Mountain Hydrology of the Semi-Arid Western U.S.: Research Needs, Opportunities and
Challenges
* Bales, R (rbales@ucmerced.edu) , University of California, School of Engineering, Merced,
95344
Dozier, J , University of California, Bren School, Santa Barbara, 93106
Molotch, N , University of Colorado, CIRES, Boulder, 80309
Painter, T , University of Colorado, NSIDC, Boulder, 80309
Rice, R , University of California, School of Engineering, Merced, 95344
In the semi-arid Western U.S., water resources are being stressed by the combination of climate
warming, changing land use, and population growth.
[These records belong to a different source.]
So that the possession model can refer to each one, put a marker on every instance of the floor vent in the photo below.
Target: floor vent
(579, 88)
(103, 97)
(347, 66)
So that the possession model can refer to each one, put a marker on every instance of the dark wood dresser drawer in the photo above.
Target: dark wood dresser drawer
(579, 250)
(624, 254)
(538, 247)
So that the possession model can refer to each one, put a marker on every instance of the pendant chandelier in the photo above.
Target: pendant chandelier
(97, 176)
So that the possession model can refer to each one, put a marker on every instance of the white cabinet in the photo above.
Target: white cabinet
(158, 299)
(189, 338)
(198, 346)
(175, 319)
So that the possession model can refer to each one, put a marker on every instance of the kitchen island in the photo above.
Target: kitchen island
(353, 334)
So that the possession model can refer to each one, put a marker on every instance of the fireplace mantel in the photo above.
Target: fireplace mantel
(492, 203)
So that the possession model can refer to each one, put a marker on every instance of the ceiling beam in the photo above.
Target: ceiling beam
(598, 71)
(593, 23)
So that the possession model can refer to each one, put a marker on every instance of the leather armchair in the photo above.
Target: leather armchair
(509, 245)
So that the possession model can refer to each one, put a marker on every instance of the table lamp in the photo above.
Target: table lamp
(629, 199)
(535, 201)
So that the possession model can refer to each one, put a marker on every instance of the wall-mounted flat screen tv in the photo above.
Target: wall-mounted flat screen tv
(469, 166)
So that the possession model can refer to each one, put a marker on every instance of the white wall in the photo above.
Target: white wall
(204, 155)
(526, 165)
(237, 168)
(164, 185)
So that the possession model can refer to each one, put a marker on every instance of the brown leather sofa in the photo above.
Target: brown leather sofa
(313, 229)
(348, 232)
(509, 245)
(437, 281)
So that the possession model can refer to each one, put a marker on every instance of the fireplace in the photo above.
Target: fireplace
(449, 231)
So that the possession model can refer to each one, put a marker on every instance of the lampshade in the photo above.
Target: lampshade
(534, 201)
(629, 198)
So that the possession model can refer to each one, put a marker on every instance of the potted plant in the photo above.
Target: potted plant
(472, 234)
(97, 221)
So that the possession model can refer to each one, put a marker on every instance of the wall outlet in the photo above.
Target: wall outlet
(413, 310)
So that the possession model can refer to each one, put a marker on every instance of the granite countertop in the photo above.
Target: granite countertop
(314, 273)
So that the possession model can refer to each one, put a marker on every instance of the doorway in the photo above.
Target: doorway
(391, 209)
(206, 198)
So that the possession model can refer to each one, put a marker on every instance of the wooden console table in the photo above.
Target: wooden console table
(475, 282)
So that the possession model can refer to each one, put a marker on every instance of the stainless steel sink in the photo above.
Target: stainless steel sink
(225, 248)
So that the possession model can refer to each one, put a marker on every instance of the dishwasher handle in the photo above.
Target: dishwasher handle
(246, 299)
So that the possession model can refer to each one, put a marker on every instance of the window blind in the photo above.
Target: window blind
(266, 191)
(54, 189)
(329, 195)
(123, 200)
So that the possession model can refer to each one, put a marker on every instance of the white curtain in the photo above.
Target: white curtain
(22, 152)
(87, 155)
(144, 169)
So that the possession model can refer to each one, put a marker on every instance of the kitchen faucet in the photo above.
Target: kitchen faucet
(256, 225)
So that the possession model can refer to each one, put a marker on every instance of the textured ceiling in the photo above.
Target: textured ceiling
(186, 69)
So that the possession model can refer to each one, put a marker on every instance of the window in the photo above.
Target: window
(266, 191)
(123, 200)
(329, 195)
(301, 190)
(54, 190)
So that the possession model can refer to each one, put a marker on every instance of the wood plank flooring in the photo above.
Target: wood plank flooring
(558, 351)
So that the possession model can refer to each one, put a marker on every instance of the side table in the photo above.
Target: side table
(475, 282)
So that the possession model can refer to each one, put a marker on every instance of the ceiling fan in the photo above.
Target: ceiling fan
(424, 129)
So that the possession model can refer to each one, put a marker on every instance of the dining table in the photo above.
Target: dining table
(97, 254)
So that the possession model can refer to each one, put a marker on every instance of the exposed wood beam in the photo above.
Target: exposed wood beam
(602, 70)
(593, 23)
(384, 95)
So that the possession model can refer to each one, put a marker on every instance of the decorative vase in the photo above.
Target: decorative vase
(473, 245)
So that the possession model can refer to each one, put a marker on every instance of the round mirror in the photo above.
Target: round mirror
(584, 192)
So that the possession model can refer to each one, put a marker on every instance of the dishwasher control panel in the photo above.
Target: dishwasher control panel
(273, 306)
Multiple consensus planning documents
point to this region as perhaps the highest priority for new hydrologic understanding. Three main
hydrologic issues illustrate research needs in the snow-driven hydrology of the region. First,
despite the hydrologic importance of mountainous regions, the processes controlling their energy,
water and biogeochemical fluxes are not well understood. Second, there exists a need to realize,
at various spatial and temporal scales, the feedback systems between hydrological fluxes and
biogeochemical and ecological processes. Third, the paucity of adequate observation networks in
mountainous regions hampers improvements in understanding these processes. For example, we
lack an adequate description of factors controlling the partitioning of snowmelt into runoff versus
infiltration and evapotranspiration, and need strategies to accurately measure the variability of
precipitation, snow cover and soil moisture. The amount of mountain-block and mountain-front
recharge and how recharge patterns respond to climate variability are poorly known across the
mountainous West. Moreover, hydrologic modelers and those measuring important hydrologic
variables from remote sensing and distributed in situ sites have failed to bridge rifts between
modeling needs and available measurements. Research and operational communities will benefit
from data fusion/integration, improved measurement arrays, and rapid data access. For example,
the hydrologic modeling community would advance if given new access to single rather than
disparate sources of bundles of cutting-edge remote sensing retrievals of snow covered area and
albedo, in situ measurements of snow water equivalent and precipitation, and spatio-temporal
fields of variables that drive models. In addition, opportunities exist for the deployment of new
technologies, taking advantage of research in spatially distributed sensor networks that can
enhance data recovery and analysis.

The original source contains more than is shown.